Palestinian woman killed by Israel after 'flag march'
A Palestinian woman was killed near Jerusalem by Israeli forces on Wednesday morning following a provocative "flag march" through Jerusalem’s Old City by Israeli extremists.
Israeli forces clashed with Palestinian protesters in the West Bank and detained at least 22 people on Wednesday.
The woman was shot by Israeli forces in her car in the town of Hizma north of Jerusalem, according to the Palestinian health ministry, and later died of her wounds.
Official Palestinian news website Wafa identified her as Mai Afana, a 29-year-old doctor from the town of Abu Dis, east of Jerusalem.
The Israeli army claimed she attempted to ram soldiers with her car before "exiting her vehicle with a knife drawn" before being shot by soldiers.
The killing of Afana came just days after the Israeli army built a new outpost near Hizma and began constructing a road for the military. The town lies close to the Israeli barrier separating the West Bank from Jerusalem and is surrounded by three Israeli settlements.
On Tuesday, Palestinians in and around Jerusalem protested before and during the extremist flag march. At least 17 were detained and 33 injured by Israeli security forces.
Israeli forces detained 22 people in towns and cities in the West Bank, including Tulkarm, Hebron, and Nablus, on Tuesday and Wednesday, according to Wafa.
One of those detained near Nablus was a 22-year-old man who was shot by the Israeli army last week during an anti-settlement protest. He has been discharged from the hospital only two days previously.
A young man was also wounded on Tuesday night after being shot by Israeli forces close to the Israeli separation barrier near Jenin.

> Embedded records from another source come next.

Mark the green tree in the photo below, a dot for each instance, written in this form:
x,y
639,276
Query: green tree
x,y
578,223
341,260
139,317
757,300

Israel launched airstrikes on Gaza overnight Tuesday after incendiary balloons were fired from the Palestinian enclave towards southern Israel during the far-right flag march.
Israeli extremists on the march chanted racist slogans including "Death to Arabs" as they paraded through the Old City of occupied East Jerusalem, although turnout for the march was lower than initially expected.
On Wednesday morning, around 70 Jewish extremists, protected by Israeli forces, stormed the Al-Aqsa Mosque’s courtyard in Jerusalem and performed rituals there.
Mansour Abbas, the leader of the United Arab List (UAL) Palestinian-Israeli party, condemned Tuesday’s march as “an unbridled provocation, which is based on shouts of hatred and incitement to violence, and an attempt to set the area on fire for political reasons”.
The UAL is part of the disparate coalition of political parties which ousted long-time Israeli Prime Minister Benjamin Netanyahu from power earlier this week and its support was crucial to the formation of Israel’s new governing coalition.
Abbas added that Israeli Public Security Minister Omar Barlev and Israeli police should never have allowed the march to take place.